The Inner-Platform Effect (2006)

15 points by edk-

vlnn

Interesting enough at least for me, I had seen (and miraculously evaded to work on) this kind of system in one of leading banking products; what's more insteresting than my anecdotal experience is that in fintech there's usually their own "Greenspun's tenth rule" — each complex enough fintech product has cleverly hidden and poorly secured way of including some custom SQL code in otherwise sane GUI workflow. Sometimes it's just a text field with SQL filters validation, sometimes it's some kind of radiobutton/checkbox hell of query builders, but it's always somethere there in the system, and some user can potentially add/change it.

e3bc54b2

Holy hell. I built this exact thing for my $EMPLOYER last year. Its a json->sql translator, but is heavily fortified, uses HQL and other persistence APIs for inout sanitization, only allows very limited update/inster operations on predefined whitelisted tables and columns,has access control, logging and alerting, the whole deal. Someone even built a GUI front-end for it! Only difference from your experience is that I made sure ours is well commented and documented, instead of hidden and obscure.

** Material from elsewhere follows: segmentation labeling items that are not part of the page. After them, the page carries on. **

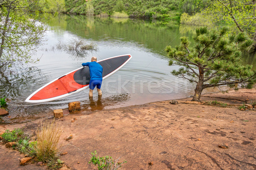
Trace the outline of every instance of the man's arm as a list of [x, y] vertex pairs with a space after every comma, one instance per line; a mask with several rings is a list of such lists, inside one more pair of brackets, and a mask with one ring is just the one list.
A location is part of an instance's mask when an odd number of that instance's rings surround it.
[[84, 67], [84, 66], [88, 66], [89, 63], [90, 63], [90, 62], [85, 62], [85, 63], [83, 63], [82, 64], [82, 65], [83, 67]]

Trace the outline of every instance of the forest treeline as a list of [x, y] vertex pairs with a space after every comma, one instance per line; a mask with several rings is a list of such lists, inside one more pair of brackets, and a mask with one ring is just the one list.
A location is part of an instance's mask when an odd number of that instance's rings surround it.
[[87, 15], [113, 16], [125, 13], [127, 17], [179, 20], [181, 14], [192, 15], [207, 8], [207, 0], [40, 0], [41, 10]]

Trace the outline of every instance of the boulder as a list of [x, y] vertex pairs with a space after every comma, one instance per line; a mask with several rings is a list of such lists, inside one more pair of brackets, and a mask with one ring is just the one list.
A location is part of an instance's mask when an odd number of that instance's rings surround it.
[[63, 111], [62, 109], [57, 109], [53, 110], [53, 114], [55, 118], [60, 119], [63, 117]]
[[6, 144], [6, 147], [12, 147], [13, 146], [15, 145], [16, 142], [8, 142]]
[[68, 104], [68, 110], [70, 112], [74, 112], [81, 110], [80, 102], [71, 102]]
[[25, 164], [27, 164], [28, 162], [29, 162], [32, 158], [31, 157], [26, 157], [25, 158], [23, 158], [21, 159], [20, 160], [20, 165], [24, 165]]
[[248, 109], [252, 109], [253, 108], [253, 105], [249, 105], [248, 104], [246, 104], [245, 105], [244, 105], [245, 106], [247, 107], [247, 108]]
[[6, 116], [9, 114], [9, 112], [6, 110], [4, 109], [0, 109], [0, 116]]

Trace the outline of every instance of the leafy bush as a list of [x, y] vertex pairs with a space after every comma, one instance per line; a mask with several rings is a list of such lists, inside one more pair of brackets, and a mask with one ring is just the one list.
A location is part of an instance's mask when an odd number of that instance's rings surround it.
[[38, 130], [37, 145], [35, 150], [39, 161], [49, 162], [56, 158], [61, 130], [53, 122], [46, 121]]
[[112, 159], [112, 157], [109, 156], [102, 157], [99, 158], [99, 156], [96, 157], [96, 155], [97, 154], [96, 150], [94, 153], [92, 153], [93, 156], [90, 159], [89, 163], [92, 163], [95, 165], [98, 165], [98, 170], [115, 170], [118, 168], [121, 167], [122, 164], [127, 162], [126, 161], [124, 160], [122, 163], [118, 162], [118, 160], [120, 158], [117, 160], [115, 160]]
[[119, 0], [116, 3], [116, 5], [115, 6], [115, 10], [118, 11], [122, 12], [122, 11], [125, 10], [125, 5], [124, 3], [122, 0]]
[[5, 99], [6, 97], [4, 97], [3, 98], [0, 98], [0, 104], [1, 105], [1, 107], [5, 107], [7, 106], [6, 102], [5, 101]]
[[7, 130], [1, 136], [3, 141], [7, 142], [17, 142], [23, 137], [23, 131], [18, 128], [14, 129], [12, 132], [10, 132], [9, 130]]
[[[207, 17], [210, 17], [207, 16]], [[191, 26], [209, 26], [211, 23], [209, 18], [200, 13], [196, 13], [192, 16], [184, 13], [180, 16], [180, 23]]]
[[112, 16], [116, 18], [128, 18], [129, 16], [125, 12], [115, 12]]

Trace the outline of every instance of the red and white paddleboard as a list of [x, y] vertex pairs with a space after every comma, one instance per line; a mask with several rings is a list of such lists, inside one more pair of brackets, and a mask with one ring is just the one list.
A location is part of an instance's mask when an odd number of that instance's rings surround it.
[[[131, 59], [130, 54], [113, 57], [98, 61], [103, 68], [102, 79], [108, 77], [122, 68]], [[25, 100], [41, 103], [61, 99], [89, 88], [90, 71], [87, 66], [73, 70], [45, 85]]]

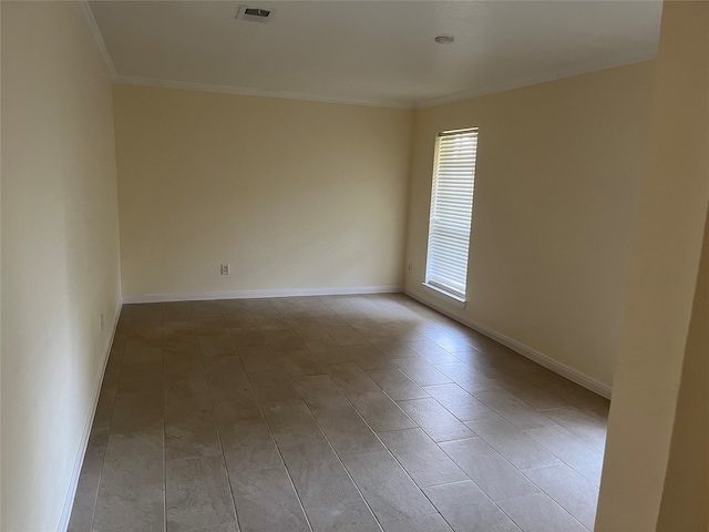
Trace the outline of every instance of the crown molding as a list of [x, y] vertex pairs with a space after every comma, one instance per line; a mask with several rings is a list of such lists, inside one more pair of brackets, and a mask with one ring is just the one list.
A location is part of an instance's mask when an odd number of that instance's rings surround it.
[[201, 92], [216, 92], [223, 94], [237, 94], [244, 96], [261, 96], [261, 98], [278, 98], [284, 100], [301, 100], [308, 102], [318, 103], [337, 103], [347, 105], [364, 105], [373, 108], [390, 108], [390, 109], [425, 109], [436, 105], [443, 105], [446, 103], [460, 102], [463, 100], [470, 100], [473, 98], [485, 96], [495, 94], [499, 92], [510, 91], [513, 89], [520, 89], [523, 86], [535, 85], [537, 83], [544, 83], [547, 81], [561, 80], [564, 78], [572, 78], [575, 75], [586, 74], [590, 72], [597, 72], [599, 70], [613, 69], [616, 66], [624, 66], [627, 64], [638, 63], [641, 61], [649, 61], [656, 58], [657, 50], [649, 54], [629, 55], [626, 58], [615, 58], [614, 61], [594, 61], [589, 63], [582, 63], [572, 68], [563, 68], [552, 70], [542, 74], [530, 75], [520, 78], [517, 80], [493, 83], [471, 91], [460, 92], [456, 94], [449, 94], [440, 98], [424, 99], [415, 102], [402, 102], [393, 100], [369, 100], [369, 99], [351, 99], [341, 96], [331, 96], [326, 94], [315, 94], [307, 92], [290, 92], [290, 91], [268, 91], [261, 89], [251, 89], [246, 86], [234, 85], [219, 85], [213, 83], [198, 83], [191, 81], [178, 80], [161, 80], [153, 78], [140, 78], [133, 75], [122, 75], [116, 73], [109, 50], [103, 41], [101, 30], [96, 24], [96, 20], [93, 17], [89, 0], [76, 0], [73, 2], [76, 12], [84, 21], [89, 33], [91, 34], [99, 57], [103, 65], [104, 71], [114, 83], [123, 83], [127, 85], [142, 85], [142, 86], [157, 86], [164, 89], [181, 89], [187, 91], [201, 91]]
[[389, 100], [357, 100], [323, 94], [310, 94], [307, 92], [266, 91], [248, 89], [245, 86], [216, 85], [212, 83], [196, 83], [192, 81], [156, 80], [152, 78], [137, 78], [133, 75], [116, 75], [114, 83], [126, 85], [160, 86], [163, 89], [182, 89], [187, 91], [218, 92], [223, 94], [238, 94], [243, 96], [280, 98], [284, 100], [302, 100], [319, 103], [340, 103], [347, 105], [366, 105], [370, 108], [413, 109], [412, 103]]
[[96, 44], [96, 50], [99, 51], [99, 58], [101, 59], [101, 64], [103, 65], [103, 70], [109, 75], [111, 81], [113, 81], [116, 76], [115, 66], [113, 66], [113, 61], [111, 60], [111, 55], [109, 54], [109, 50], [106, 49], [105, 42], [103, 42], [103, 35], [101, 34], [101, 30], [96, 24], [96, 19], [93, 18], [93, 12], [91, 11], [91, 7], [89, 6], [89, 0], [78, 0], [73, 2], [76, 12], [81, 17], [81, 20], [86, 24], [86, 29], [93, 39], [93, 42]]
[[564, 68], [552, 70], [543, 74], [530, 75], [526, 78], [520, 78], [517, 80], [493, 83], [492, 85], [482, 86], [472, 91], [459, 92], [458, 94], [450, 94], [448, 96], [432, 98], [430, 100], [421, 100], [414, 103], [414, 109], [433, 108], [436, 105], [443, 105], [445, 103], [460, 102], [463, 100], [470, 100], [473, 98], [486, 96], [490, 94], [496, 94], [499, 92], [510, 91], [512, 89], [521, 89], [523, 86], [536, 85], [538, 83], [545, 83], [547, 81], [562, 80], [564, 78], [573, 78], [575, 75], [588, 74], [590, 72], [597, 72], [599, 70], [615, 69], [616, 66], [625, 66], [628, 64], [640, 63], [643, 61], [649, 61], [657, 57], [657, 50], [651, 54], [643, 55], [629, 55], [620, 60], [616, 59], [613, 62], [609, 61], [594, 61], [588, 63], [582, 63], [574, 68]]

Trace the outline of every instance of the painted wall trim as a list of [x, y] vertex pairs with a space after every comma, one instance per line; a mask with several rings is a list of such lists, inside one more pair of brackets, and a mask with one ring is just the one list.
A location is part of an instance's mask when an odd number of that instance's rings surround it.
[[103, 385], [103, 376], [106, 371], [106, 365], [109, 364], [109, 355], [111, 355], [111, 346], [113, 346], [113, 339], [115, 337], [115, 330], [119, 326], [119, 318], [121, 317], [121, 309], [123, 308], [123, 298], [119, 299], [119, 306], [115, 311], [115, 319], [113, 320], [113, 329], [111, 336], [103, 348], [103, 364], [101, 365], [101, 371], [99, 372], [99, 379], [96, 381], [96, 389], [94, 391], [93, 408], [90, 416], [84, 423], [84, 433], [81, 437], [81, 444], [79, 446], [79, 452], [74, 460], [74, 471], [71, 475], [71, 482], [69, 484], [69, 491], [66, 492], [66, 499], [64, 499], [64, 509], [62, 510], [62, 516], [59, 522], [60, 532], [66, 532], [69, 529], [69, 520], [71, 519], [71, 511], [74, 505], [74, 498], [76, 497], [76, 487], [79, 485], [79, 475], [81, 474], [81, 468], [84, 463], [84, 457], [86, 456], [86, 448], [89, 447], [89, 437], [91, 436], [91, 427], [93, 426], [93, 418], [96, 413], [96, 407], [99, 406], [99, 398], [101, 397], [101, 386]]
[[101, 59], [103, 70], [109, 75], [111, 81], [113, 81], [116, 76], [115, 66], [113, 65], [113, 60], [109, 54], [106, 43], [103, 42], [103, 35], [101, 34], [99, 24], [96, 24], [96, 19], [93, 18], [93, 12], [91, 11], [91, 7], [89, 6], [89, 0], [79, 0], [74, 2], [74, 8], [86, 24], [86, 29], [89, 30], [93, 42], [96, 44], [96, 51], [99, 52], [99, 58]]
[[247, 86], [217, 85], [212, 83], [197, 83], [193, 81], [157, 80], [153, 78], [137, 78], [123, 74], [114, 75], [112, 79], [114, 83], [124, 83], [126, 85], [160, 86], [164, 89], [218, 92], [224, 94], [238, 94], [243, 96], [281, 98], [284, 100], [304, 100], [307, 102], [319, 103], [366, 105], [370, 108], [413, 109], [413, 103], [392, 100], [358, 100], [341, 96], [330, 96], [327, 94], [311, 94], [307, 92], [266, 91], [261, 89], [249, 89]]
[[544, 355], [543, 352], [540, 352], [535, 349], [532, 349], [528, 346], [525, 346], [524, 344], [521, 344], [520, 341], [510, 338], [508, 336], [505, 336], [501, 332], [497, 332], [494, 329], [491, 329], [490, 327], [486, 327], [477, 321], [474, 321], [472, 319], [467, 319], [467, 318], [462, 318], [460, 316], [456, 316], [454, 313], [452, 313], [451, 310], [446, 309], [444, 306], [442, 305], [438, 305], [435, 301], [430, 301], [428, 299], [421, 298], [419, 296], [417, 296], [415, 294], [407, 290], [404, 288], [403, 290], [404, 294], [407, 294], [408, 296], [414, 298], [415, 300], [422, 303], [423, 305], [431, 307], [435, 310], [438, 310], [441, 314], [444, 314], [445, 316], [448, 316], [449, 318], [454, 319], [455, 321], [459, 321], [463, 325], [466, 325], [467, 327], [470, 327], [471, 329], [476, 330], [477, 332], [481, 332], [485, 336], [487, 336], [489, 338], [492, 338], [495, 341], [499, 341], [500, 344], [502, 344], [505, 347], [508, 347], [510, 349], [512, 349], [513, 351], [518, 352], [520, 355], [522, 355], [523, 357], [528, 358], [530, 360], [534, 360], [535, 362], [537, 362], [541, 366], [544, 366], [546, 369], [549, 369], [552, 371], [554, 371], [555, 374], [561, 375], [562, 377], [567, 378], [568, 380], [572, 380], [574, 382], [576, 382], [579, 386], [583, 386], [584, 388], [598, 393], [599, 396], [605, 397], [606, 399], [610, 399], [610, 393], [612, 393], [612, 388], [609, 386], [604, 385], [603, 382], [597, 381], [596, 379], [588, 377], [587, 375], [577, 371], [574, 368], [571, 368], [569, 366], [566, 366], [565, 364], [559, 362], [558, 360], [553, 359], [552, 357]]
[[400, 285], [389, 286], [357, 286], [343, 288], [276, 288], [269, 290], [235, 290], [235, 291], [198, 291], [187, 294], [145, 294], [141, 296], [123, 296], [124, 304], [134, 303], [169, 303], [169, 301], [204, 301], [212, 299], [261, 299], [265, 297], [304, 297], [304, 296], [348, 296], [364, 294], [401, 293]]

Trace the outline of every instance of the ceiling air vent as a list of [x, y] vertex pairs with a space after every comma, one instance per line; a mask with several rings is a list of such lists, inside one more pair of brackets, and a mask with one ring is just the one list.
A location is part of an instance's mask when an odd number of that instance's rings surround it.
[[251, 22], [268, 22], [273, 18], [273, 9], [251, 8], [249, 6], [242, 6], [239, 12], [236, 14], [237, 20], [248, 20]]

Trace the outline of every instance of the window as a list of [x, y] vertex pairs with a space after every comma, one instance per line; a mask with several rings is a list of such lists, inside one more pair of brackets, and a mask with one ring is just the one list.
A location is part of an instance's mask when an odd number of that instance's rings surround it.
[[465, 300], [473, 217], [477, 129], [444, 131], [435, 140], [425, 285]]

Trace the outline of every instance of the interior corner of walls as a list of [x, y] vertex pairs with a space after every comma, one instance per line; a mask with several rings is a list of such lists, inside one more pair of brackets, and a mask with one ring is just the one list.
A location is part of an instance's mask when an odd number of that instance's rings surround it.
[[72, 470], [72, 475], [70, 479], [69, 491], [66, 493], [66, 498], [64, 499], [64, 505], [62, 509], [62, 514], [60, 518], [60, 523], [58, 526], [58, 531], [64, 532], [69, 529], [69, 521], [71, 519], [71, 512], [74, 505], [74, 498], [76, 497], [76, 488], [79, 485], [79, 477], [81, 474], [81, 468], [84, 462], [84, 458], [86, 456], [86, 449], [89, 448], [89, 438], [91, 436], [91, 428], [93, 426], [93, 419], [96, 413], [96, 408], [99, 406], [99, 399], [101, 397], [101, 387], [103, 385], [103, 378], [106, 371], [106, 366], [109, 364], [109, 357], [111, 355], [111, 347], [113, 346], [113, 340], [115, 339], [115, 332], [119, 327], [119, 318], [121, 316], [121, 308], [123, 306], [123, 298], [119, 298], [119, 305], [115, 309], [115, 316], [113, 319], [113, 326], [111, 328], [111, 334], [107, 337], [105, 345], [103, 346], [102, 359], [99, 365], [99, 372], [96, 375], [94, 397], [93, 397], [93, 406], [89, 411], [89, 416], [84, 423], [83, 433], [81, 437], [81, 443], [79, 446], [79, 450], [76, 452], [76, 457], [74, 460], [74, 467]]

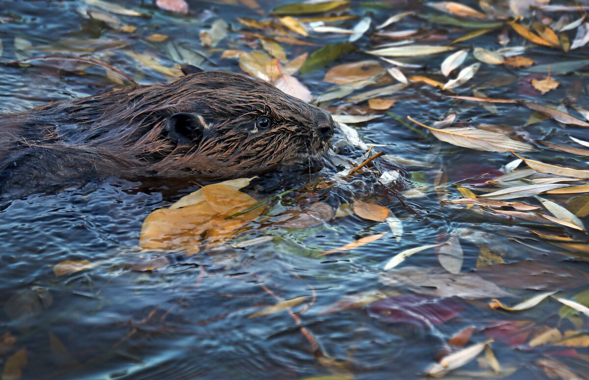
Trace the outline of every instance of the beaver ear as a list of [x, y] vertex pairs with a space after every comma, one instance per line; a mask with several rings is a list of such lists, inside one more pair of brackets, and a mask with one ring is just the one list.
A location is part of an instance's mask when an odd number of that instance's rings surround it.
[[203, 69], [198, 68], [196, 66], [193, 66], [192, 65], [182, 65], [180, 66], [180, 71], [182, 71], [182, 74], [185, 75], [187, 75], [190, 74], [203, 72], [204, 71]]
[[200, 115], [179, 112], [170, 117], [166, 130], [178, 145], [184, 145], [200, 141], [206, 128], [207, 123]]

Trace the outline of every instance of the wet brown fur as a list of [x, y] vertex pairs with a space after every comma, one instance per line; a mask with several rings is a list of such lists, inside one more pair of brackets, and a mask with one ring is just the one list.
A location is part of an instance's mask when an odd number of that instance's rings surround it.
[[[201, 117], [198, 138], [171, 137], [167, 127], [177, 113]], [[272, 122], [266, 130], [256, 127], [262, 117]], [[333, 128], [325, 111], [269, 84], [198, 72], [0, 114], [0, 186], [37, 191], [110, 176], [259, 174], [320, 156]]]

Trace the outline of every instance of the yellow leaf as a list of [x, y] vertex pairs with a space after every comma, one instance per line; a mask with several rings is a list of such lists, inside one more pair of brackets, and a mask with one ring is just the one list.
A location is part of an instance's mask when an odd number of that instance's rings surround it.
[[353, 207], [354, 212], [360, 217], [375, 222], [384, 222], [391, 213], [385, 206], [366, 203], [357, 199], [354, 200]]
[[375, 240], [378, 240], [385, 235], [386, 235], [387, 232], [383, 232], [382, 233], [378, 233], [375, 235], [370, 235], [369, 236], [365, 236], [362, 239], [359, 239], [355, 242], [352, 242], [352, 243], [348, 243], [345, 245], [343, 245], [341, 247], [336, 248], [335, 249], [332, 249], [331, 250], [326, 251], [321, 253], [319, 256], [323, 256], [325, 255], [331, 255], [332, 253], [335, 253], [336, 252], [340, 252], [342, 251], [347, 251], [350, 249], [353, 249], [354, 248], [358, 248], [358, 247], [361, 247], [365, 244], [368, 244], [369, 243], [372, 243]]

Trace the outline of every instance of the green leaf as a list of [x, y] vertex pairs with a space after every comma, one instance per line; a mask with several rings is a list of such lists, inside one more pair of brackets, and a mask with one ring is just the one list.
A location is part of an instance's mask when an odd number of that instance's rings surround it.
[[302, 74], [306, 74], [335, 61], [342, 54], [355, 49], [349, 42], [329, 44], [316, 50], [305, 61], [300, 69]]

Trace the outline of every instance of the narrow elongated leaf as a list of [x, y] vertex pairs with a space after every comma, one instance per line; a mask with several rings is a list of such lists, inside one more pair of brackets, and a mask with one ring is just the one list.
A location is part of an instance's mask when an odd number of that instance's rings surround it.
[[479, 195], [479, 197], [485, 197], [488, 199], [512, 199], [514, 198], [522, 198], [523, 197], [530, 197], [537, 195], [541, 193], [547, 191], [548, 190], [560, 189], [561, 187], [566, 187], [569, 186], [570, 185], [564, 184], [562, 183], [523, 185], [522, 186], [515, 186], [514, 187], [509, 187], [508, 189], [502, 189], [497, 190], [497, 191]]
[[462, 64], [467, 57], [468, 57], [468, 51], [466, 49], [459, 50], [455, 53], [448, 55], [442, 62], [442, 74], [444, 76], [448, 77], [452, 70]]
[[421, 55], [431, 55], [439, 54], [447, 51], [456, 50], [456, 48], [451, 46], [430, 46], [427, 45], [411, 45], [409, 46], [394, 47], [370, 50], [366, 52], [375, 55], [382, 57], [419, 57]]
[[405, 260], [407, 259], [409, 256], [417, 253], [418, 252], [421, 252], [422, 250], [425, 250], [426, 249], [429, 249], [429, 248], [434, 248], [434, 247], [439, 247], [441, 244], [432, 244], [428, 246], [422, 246], [421, 247], [417, 247], [416, 248], [412, 248], [411, 249], [407, 249], [401, 253], [398, 253], [394, 256], [393, 256], [389, 261], [386, 262], [385, 264], [385, 267], [383, 268], [385, 270], [388, 270], [389, 269], [392, 269], [397, 265], [399, 265]]
[[432, 365], [428, 369], [426, 373], [434, 377], [442, 377], [451, 371], [462, 366], [478, 356], [485, 349], [485, 347], [492, 341], [493, 339], [488, 339], [483, 343], [473, 345], [451, 353], [443, 358], [439, 363]]
[[449, 90], [464, 84], [474, 77], [479, 67], [481, 67], [481, 64], [478, 62], [465, 67], [460, 71], [460, 72], [458, 73], [458, 76], [455, 79], [448, 81], [446, 84], [444, 85], [442, 90]]
[[548, 297], [550, 297], [555, 293], [558, 293], [558, 290], [554, 290], [552, 292], [547, 292], [546, 293], [542, 293], [542, 294], [539, 294], [537, 296], [534, 296], [531, 298], [528, 298], [525, 301], [522, 301], [519, 303], [514, 305], [512, 306], [507, 306], [499, 301], [494, 299], [491, 301], [489, 306], [491, 309], [502, 309], [504, 310], [507, 310], [510, 312], [518, 312], [522, 310], [525, 310], [527, 309], [530, 309], [530, 308], [533, 308], [536, 306], [542, 301], [544, 300]]
[[542, 105], [541, 104], [538, 104], [537, 103], [534, 103], [531, 101], [522, 102], [522, 104], [528, 108], [534, 110], [534, 111], [537, 111], [538, 112], [544, 114], [547, 116], [550, 116], [557, 121], [560, 121], [561, 123], [563, 123], [565, 124], [572, 124], [573, 125], [578, 125], [580, 127], [589, 127], [589, 123], [583, 121], [581, 119], [578, 119], [574, 116], [571, 116], [568, 114], [564, 113], [562, 111], [558, 111], [558, 110], [551, 108], [549, 107]]
[[[410, 119], [414, 121], [412, 119]], [[525, 143], [511, 140], [502, 133], [469, 128], [445, 128], [438, 129], [421, 124], [432, 131], [436, 137], [452, 145], [477, 150], [505, 153], [531, 151], [534, 147]]]

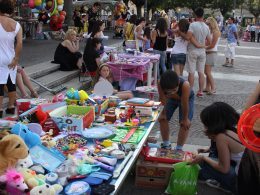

The thing is, this was needed. It replaced manually running queries on database directly, and I call it an absokute win on every front imaginable. It serves a real business need, which is last-ditch back-office patch/fix.

Having designed and implemented this thing, and watched other people build on top of it over past year, I can see why every fintech/bank would need something like this.

Now I wanna know how othet people do it, because by god building it for 3 weeks was the best time I had at work :)
- vlnn
  
  Well either you broke my hidden-sql-law or there’s another sql form somewhere in the system.
  
  Jokes aside, I see the need, and there should be a way to do it right - I just don’t see a good way. What I saw got recurring problems for several decades; also due to conservativeness of fintech you can’t pull ’bad’ feature from the new version — some bank relies on it. Thus fixes becomes harder and dreadfullier. Hope you got it right tho!
  - e3bc54b2
    
    I hope I got it right too lol!
    
    The task building a common API for half dozen update queries. Each individual query was low enough traffic that building separate API wasn't justifiable but collectively there was a real need.
    
    I was able to identify it as json to sql transpiler, and modelled json structure after s-expressions because of course I did, but the pseudo-sexp structure allowed constructing complex queries out of OR/AND/NOT blocks beautifully simple. Created couple of new annotations to whitelist which tables/columns are allowed, type-specific object construction combined with Java persistence APIs and Hibernate and the whole thing is a beut.
    
    I'm very proud of it too. It is almost over-engineered, but other people on team have extended it in past year without having to touch core query construction, and that gives me great confidence at its longevity. Even probed an idea of extracting it as a lib for other teams but the biggest Java team doesn't use Hibernate so it was dropped.
    
    I keep hoping some interviewer would ask me about it because its a great opener, but alas. Everybody keeps asking me about how Spring does dependency injection..
- abeyer
  
  Yeah, call this an antipattern if you want, but it's not at all uncommon in enterprise software, and there's clearly an ongoing demand for it. Salesforce has parlayed a slightly refined version of this model into a $250B market cap.
Garbi

Ah TheDailyWTF. That was a daily for me for years. Still have their coffee mugs. I think there is a longer form version of this idea by Alex somewhere on there.